The fare increase option approved by Metro raised the base fare price for a bus ride from $1.50 to $1.75. Fares for kindergarten through 12th grade students will remain unchanged while those for students in college and vocational schools will be discussed in the coming weeks, according to the Metro Board blog.
The board also voted to postpone fare increases for 2017 and 2020 so other options for raising revenue could be investigated.
Currently, Metro passengers pay 25.9 percent of operating costs, which is not sustainable in the long term, said Metro spokesman Paul Gonzales.

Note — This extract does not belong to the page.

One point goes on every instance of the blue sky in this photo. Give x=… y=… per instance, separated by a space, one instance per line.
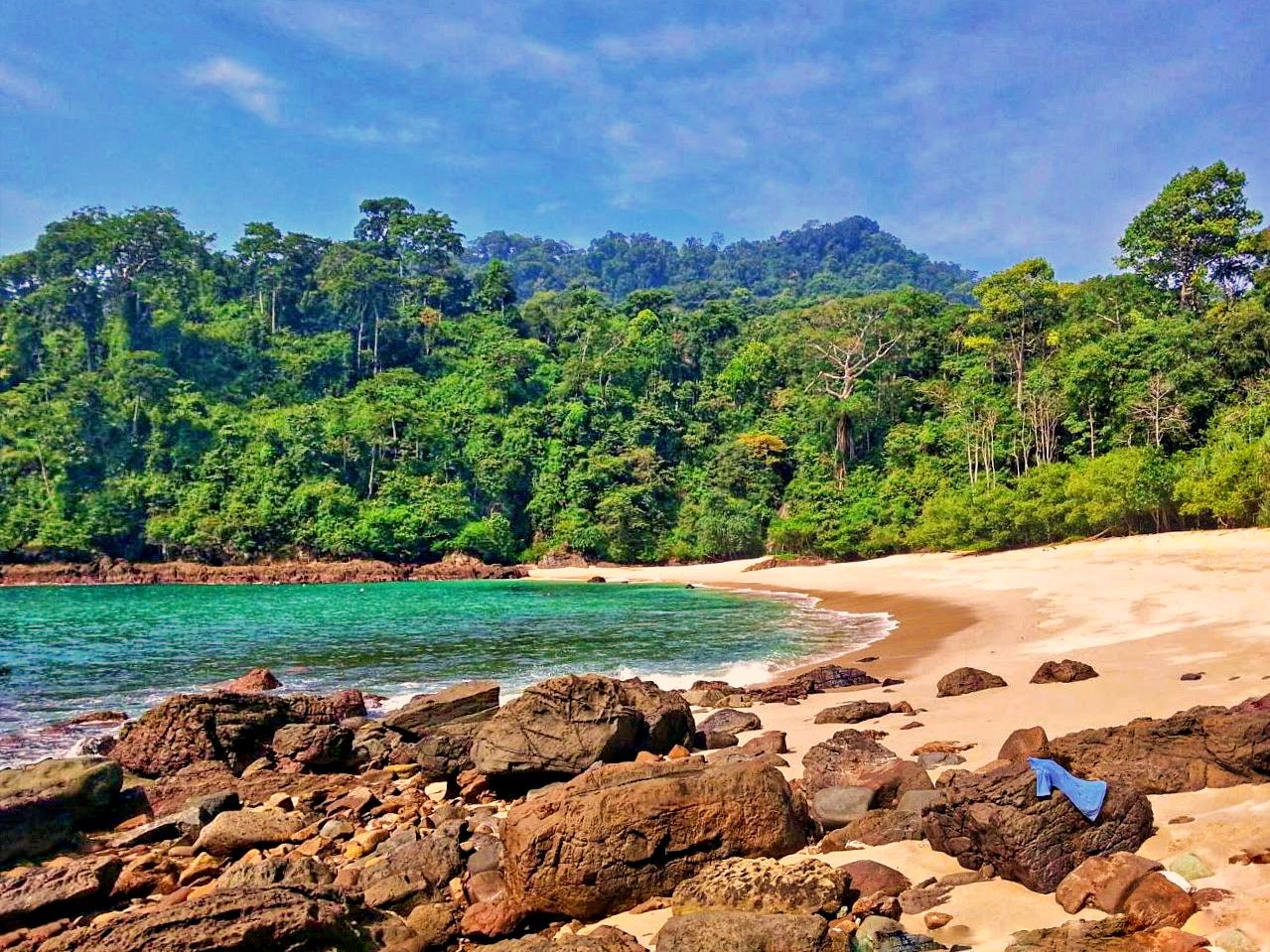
x=978 y=132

With the fare increase, the federal government will pay two-thirds of Metro’s operating costs and passengers will pay the remaining third through fares, Gonzales said.
He said Metro’s budget is currently balanced, but they expect it to change in the future. Metro estimates an operating budget deficit of $36.8 million by the 2017 fiscal year, and a deficit of $225.8 million by the 2022 fiscal year, he said.
Gonzales said that, without the fare increases, Metro would have to cut service by 1 million service hours, which translates to a loss of 1,000 employees, 575 buses and 260,000 rail service hours.
Karina Riyadi, a first-year undeclared student, said she would not want to take the bus because of the raised bus fares. She said she is from the San Fernando Valley, and already has to take two different buses if she wants to take public transportation home.
Riyadi added that she thinks it is already difficult to use public transportation in Los Angeles because the city is so wide, but that this will discourage her even more.
“I (won’t) want to go through the hassle. … I might as well spend that money on gas,” she said.
In fall quarter of 2013, 1,214 students bought Go Metro passes, according to the 2013 UCLA Commuter Guide. Go Metro passes are quarterly passes which students can use to travel on all Metro bus and rail lines. UCLA Transportation will continue to subsidize 50 percent of the cost of a Go Metro pass for UCLA students, UCLA spokesman Tod Tamberg said in an email statement.
Jinky Lim, a fifth-year Asian-American studies student, said the Metro fare increase would not effect her because she buys a quarterly $50 pass from the UCLA Central Ticket Office.
Lim said she appreciates the bus service, but does see some problems in the ease with which people can ride them.
“I have to say, though, it’s still cheaper than the Santa Ana (bus lines). There, it’s $2,” she said.
Fare increases will take place no later than September of 2014, Metro officials said.